Stimuli-responsive, biodegradable polymeric carriers have emerged as a promising platform for the effective utilization of agrochemicals to address the challenge of environmental pollution. In this work, we present the fabrication of 3,4-dihydroxyhydrocinnamic acid (DC)-functionalized cellulose-based microgels (DC-CelP MGs) crosslinked with phosphate moieties for the sustained release of the imidacloprid (Im) insecticide.
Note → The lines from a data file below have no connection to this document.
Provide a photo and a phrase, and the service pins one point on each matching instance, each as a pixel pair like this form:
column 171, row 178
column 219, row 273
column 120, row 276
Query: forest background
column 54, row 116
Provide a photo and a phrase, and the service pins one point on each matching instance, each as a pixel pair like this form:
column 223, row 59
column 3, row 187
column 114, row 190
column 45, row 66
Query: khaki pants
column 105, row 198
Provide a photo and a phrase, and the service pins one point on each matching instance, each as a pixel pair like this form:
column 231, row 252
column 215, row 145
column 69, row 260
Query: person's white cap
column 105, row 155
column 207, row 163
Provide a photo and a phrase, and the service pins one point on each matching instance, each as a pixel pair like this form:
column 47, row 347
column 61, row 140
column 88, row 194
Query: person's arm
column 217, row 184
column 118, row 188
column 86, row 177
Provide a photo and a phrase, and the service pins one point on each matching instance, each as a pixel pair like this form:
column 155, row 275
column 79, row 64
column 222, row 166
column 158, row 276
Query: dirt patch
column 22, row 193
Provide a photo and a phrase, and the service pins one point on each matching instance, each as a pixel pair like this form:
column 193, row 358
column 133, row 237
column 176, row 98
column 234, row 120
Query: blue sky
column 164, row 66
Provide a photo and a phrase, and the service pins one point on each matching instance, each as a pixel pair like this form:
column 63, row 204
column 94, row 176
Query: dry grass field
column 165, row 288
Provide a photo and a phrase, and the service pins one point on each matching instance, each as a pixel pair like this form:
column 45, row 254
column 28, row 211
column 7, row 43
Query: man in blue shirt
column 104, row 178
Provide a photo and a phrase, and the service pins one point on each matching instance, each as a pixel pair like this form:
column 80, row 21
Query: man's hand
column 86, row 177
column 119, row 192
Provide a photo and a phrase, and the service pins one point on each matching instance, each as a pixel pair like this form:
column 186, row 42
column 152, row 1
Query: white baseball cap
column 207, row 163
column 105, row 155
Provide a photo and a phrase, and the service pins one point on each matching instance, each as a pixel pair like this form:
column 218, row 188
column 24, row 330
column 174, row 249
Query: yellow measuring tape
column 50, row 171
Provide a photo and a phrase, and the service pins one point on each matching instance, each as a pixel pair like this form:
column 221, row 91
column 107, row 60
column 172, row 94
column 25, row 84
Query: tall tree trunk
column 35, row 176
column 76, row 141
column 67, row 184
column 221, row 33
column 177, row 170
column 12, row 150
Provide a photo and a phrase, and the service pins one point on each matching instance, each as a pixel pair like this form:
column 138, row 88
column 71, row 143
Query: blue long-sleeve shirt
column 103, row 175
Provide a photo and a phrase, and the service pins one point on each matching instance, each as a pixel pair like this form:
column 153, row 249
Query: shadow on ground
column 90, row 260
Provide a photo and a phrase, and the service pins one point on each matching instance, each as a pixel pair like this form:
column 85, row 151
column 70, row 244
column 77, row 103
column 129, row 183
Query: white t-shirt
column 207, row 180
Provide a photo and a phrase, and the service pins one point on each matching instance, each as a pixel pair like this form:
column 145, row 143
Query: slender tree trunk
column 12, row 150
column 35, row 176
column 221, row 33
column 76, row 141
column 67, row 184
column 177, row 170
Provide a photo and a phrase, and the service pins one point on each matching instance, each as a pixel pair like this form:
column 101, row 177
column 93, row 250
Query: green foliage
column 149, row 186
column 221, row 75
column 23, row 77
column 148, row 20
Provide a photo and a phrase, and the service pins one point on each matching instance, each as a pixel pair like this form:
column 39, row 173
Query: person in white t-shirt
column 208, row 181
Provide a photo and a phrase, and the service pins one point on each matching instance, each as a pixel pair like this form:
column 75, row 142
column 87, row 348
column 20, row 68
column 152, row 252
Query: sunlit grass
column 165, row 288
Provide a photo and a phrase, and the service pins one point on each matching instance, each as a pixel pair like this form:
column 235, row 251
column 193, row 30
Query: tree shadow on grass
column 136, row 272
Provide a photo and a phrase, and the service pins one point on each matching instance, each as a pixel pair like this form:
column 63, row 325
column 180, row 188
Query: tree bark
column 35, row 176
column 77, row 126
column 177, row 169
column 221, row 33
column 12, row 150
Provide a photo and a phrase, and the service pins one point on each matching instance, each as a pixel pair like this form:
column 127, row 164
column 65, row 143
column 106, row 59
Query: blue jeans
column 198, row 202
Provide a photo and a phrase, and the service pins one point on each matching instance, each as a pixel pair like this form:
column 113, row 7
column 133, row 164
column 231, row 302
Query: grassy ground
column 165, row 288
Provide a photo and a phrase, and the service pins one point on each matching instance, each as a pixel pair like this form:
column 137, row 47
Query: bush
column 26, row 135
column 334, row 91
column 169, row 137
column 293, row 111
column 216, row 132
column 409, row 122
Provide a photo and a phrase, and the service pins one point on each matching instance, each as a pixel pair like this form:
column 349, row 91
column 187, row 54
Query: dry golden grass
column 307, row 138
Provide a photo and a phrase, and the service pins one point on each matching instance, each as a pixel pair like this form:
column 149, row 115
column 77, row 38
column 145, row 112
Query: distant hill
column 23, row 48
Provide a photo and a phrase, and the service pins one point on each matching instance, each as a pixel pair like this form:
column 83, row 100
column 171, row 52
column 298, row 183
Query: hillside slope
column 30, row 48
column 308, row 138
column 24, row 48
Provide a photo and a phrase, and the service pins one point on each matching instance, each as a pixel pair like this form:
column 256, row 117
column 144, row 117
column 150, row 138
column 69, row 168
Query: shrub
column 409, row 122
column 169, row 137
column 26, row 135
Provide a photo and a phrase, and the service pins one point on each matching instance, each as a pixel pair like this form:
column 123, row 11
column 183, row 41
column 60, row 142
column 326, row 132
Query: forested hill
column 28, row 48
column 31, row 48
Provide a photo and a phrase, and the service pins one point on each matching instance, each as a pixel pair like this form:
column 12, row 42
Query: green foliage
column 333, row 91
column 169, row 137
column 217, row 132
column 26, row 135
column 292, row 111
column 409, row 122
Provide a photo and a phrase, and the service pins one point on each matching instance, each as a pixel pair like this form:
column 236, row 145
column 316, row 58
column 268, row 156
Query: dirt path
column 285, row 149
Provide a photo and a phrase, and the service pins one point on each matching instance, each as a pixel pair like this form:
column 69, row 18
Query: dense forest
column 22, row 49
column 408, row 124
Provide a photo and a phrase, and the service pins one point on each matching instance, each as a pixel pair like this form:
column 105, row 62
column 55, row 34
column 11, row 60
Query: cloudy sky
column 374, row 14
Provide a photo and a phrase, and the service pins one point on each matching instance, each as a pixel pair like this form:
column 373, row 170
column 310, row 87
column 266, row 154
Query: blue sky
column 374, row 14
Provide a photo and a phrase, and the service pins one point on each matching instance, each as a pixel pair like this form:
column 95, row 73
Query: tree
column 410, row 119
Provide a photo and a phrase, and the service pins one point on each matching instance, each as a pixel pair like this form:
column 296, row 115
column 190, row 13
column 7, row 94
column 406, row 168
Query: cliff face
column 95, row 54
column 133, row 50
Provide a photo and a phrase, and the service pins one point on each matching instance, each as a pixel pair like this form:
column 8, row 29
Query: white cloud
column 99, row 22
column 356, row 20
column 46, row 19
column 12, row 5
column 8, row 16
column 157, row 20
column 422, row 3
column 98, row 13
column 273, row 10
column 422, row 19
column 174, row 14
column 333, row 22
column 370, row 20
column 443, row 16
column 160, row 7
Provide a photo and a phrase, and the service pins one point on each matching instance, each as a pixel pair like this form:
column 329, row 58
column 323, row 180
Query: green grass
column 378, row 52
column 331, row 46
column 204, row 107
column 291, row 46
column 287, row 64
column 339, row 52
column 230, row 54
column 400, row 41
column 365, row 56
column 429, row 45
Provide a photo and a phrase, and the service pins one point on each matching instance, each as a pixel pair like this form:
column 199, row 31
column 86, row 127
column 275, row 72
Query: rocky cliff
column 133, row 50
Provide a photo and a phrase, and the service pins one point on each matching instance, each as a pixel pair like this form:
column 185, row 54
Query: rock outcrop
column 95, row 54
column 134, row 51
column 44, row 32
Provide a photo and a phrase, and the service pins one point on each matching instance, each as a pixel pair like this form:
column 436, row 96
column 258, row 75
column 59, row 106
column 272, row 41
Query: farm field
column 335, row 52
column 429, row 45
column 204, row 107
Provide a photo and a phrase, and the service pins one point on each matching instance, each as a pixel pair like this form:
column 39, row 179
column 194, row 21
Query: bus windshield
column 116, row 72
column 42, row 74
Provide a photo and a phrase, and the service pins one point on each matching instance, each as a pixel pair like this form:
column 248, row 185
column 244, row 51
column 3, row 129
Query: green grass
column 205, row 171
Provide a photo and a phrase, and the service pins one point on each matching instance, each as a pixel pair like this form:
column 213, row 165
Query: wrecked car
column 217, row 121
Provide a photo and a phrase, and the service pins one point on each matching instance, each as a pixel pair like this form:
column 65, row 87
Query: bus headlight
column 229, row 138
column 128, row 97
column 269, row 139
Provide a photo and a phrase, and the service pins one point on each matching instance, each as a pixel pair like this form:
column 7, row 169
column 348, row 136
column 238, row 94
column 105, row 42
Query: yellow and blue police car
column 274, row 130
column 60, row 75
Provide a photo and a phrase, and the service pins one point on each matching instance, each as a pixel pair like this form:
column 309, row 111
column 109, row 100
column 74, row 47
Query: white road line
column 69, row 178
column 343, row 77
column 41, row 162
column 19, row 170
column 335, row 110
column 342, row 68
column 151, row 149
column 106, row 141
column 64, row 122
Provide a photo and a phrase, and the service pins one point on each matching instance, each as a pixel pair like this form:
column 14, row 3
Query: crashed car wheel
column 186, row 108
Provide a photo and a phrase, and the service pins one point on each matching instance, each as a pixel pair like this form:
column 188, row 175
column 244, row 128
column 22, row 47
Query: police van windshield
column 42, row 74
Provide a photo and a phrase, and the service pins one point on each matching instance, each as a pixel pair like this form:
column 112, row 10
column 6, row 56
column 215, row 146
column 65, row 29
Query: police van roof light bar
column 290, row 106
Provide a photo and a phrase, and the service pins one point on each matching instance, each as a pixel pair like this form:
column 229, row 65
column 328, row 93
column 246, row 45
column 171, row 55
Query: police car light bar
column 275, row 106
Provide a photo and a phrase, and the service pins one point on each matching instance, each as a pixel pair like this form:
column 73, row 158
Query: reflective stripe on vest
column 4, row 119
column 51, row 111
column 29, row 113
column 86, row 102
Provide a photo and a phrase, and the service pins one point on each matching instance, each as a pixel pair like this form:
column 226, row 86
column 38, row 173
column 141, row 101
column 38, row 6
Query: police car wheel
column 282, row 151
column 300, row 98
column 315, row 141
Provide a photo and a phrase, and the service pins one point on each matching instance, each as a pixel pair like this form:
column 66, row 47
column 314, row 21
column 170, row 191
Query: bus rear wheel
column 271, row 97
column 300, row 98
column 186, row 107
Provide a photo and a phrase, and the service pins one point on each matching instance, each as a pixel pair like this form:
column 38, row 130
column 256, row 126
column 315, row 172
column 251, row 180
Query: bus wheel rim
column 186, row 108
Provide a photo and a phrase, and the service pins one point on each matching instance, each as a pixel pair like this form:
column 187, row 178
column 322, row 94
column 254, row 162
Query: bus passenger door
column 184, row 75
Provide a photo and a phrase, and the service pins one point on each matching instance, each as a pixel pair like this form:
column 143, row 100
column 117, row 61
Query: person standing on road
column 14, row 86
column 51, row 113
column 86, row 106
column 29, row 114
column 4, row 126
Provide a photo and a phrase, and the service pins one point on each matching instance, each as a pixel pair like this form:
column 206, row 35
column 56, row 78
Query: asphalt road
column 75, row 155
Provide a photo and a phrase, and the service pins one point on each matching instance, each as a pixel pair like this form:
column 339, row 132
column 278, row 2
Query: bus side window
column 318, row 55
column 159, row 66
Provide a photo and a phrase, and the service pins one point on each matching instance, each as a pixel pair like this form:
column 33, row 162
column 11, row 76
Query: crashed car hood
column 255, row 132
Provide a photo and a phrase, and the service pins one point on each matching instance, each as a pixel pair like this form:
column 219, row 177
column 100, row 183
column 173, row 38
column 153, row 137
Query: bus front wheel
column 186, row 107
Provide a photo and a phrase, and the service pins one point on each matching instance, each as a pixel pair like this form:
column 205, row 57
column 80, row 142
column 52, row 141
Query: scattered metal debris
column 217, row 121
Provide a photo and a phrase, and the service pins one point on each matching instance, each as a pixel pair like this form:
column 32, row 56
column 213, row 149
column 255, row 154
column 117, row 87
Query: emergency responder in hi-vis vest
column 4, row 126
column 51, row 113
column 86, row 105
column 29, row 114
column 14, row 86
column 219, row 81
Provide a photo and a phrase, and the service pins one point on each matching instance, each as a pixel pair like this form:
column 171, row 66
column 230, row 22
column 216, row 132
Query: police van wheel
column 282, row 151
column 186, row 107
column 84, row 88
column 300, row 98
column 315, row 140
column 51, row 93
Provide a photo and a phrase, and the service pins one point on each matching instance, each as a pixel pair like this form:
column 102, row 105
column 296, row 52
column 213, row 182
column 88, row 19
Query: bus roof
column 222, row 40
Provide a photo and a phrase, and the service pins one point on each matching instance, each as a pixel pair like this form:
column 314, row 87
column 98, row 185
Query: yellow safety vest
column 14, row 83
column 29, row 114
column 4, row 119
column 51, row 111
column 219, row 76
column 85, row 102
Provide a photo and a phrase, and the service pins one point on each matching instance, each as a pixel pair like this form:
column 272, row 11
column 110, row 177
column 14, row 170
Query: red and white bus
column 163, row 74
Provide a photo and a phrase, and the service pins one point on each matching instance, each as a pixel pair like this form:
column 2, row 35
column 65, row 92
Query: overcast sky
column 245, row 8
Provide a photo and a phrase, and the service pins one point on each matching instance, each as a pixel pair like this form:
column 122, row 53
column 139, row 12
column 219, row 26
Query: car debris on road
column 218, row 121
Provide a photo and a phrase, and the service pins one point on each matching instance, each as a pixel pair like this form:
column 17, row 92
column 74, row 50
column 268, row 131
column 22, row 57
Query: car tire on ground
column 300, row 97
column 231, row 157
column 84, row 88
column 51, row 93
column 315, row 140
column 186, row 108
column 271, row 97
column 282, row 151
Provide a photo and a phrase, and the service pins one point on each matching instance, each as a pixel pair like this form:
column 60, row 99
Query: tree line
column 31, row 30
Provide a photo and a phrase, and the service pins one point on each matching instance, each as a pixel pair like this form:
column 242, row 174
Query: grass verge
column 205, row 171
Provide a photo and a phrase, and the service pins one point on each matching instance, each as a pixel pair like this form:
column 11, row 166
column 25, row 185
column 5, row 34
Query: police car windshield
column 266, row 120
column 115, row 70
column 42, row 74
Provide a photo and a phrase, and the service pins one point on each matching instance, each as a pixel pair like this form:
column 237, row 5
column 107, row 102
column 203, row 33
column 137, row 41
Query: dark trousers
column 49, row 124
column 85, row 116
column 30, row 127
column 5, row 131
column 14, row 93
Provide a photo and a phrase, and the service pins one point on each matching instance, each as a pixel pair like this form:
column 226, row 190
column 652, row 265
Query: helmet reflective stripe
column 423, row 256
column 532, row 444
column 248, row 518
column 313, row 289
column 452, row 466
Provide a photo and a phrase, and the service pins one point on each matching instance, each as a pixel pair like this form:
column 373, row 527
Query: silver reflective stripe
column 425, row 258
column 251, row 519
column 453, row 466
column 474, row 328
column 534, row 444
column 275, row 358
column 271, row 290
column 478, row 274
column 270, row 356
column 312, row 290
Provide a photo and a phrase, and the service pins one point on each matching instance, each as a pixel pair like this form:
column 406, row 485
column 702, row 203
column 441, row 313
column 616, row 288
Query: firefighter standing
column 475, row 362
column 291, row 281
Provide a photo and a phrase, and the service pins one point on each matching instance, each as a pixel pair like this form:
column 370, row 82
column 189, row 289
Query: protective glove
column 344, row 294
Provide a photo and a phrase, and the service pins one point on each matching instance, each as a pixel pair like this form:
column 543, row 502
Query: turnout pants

These microgels are ∼220 nm in diameter and can degrade in the presence of cellulase enzyme available in soil and salivary glands of insects. Im@DC-CelP MGs exhibit 8.6% loading efficiency and 65% encapsulation efficiency for Im. Im@DC-CelP MGs display ∼76 and ∼94% Im release in the presence of 10 and 15 U cellulase enzyme over 160 h, respectively. Notably, the encapsulation of Im in Im@DC-CelP MGs significantly improves its photostability. The developed microgels show good foliar adhesion on Chinese cabbage leaves, which is beneficial to reduce the insecticide loss by rain. Furthermore, in contrast to bare Im_UV and Confidor_UV, Im@DC-CelP MGs_UV are able to retain the insecticidal activity of Im against the green peach aphid (Myzus persicae) even after UV treatment for 12 h. Additionally, the presence of phosphate-based crosslinking units render these microgels as potential sources of P. Experimental results reveal that the spraying of the Im@DC-CelP MG formulation improves seed germination and overall plant growth in Chinese cabbage, with no visible phytotoxic effects. Also, acid phosphatase activity in Chinese cabbage roots is reduced upon treatment with DC-CelP MGs and Im@DC-CelP MGs, suggesting the availability of P upon degradation of DC-CelP MGs by the cellulase enzyme in soil. Moreover, no phytotoxicity in the case of potato plants further indicates the wider applicability of the developed microgels. Overall, these results exhibit that the developed microgel carriers with enhanced foliar adhesion and insecticide stability along with the slow release feature for P can act as a promising platform for sustainable agriculture practices.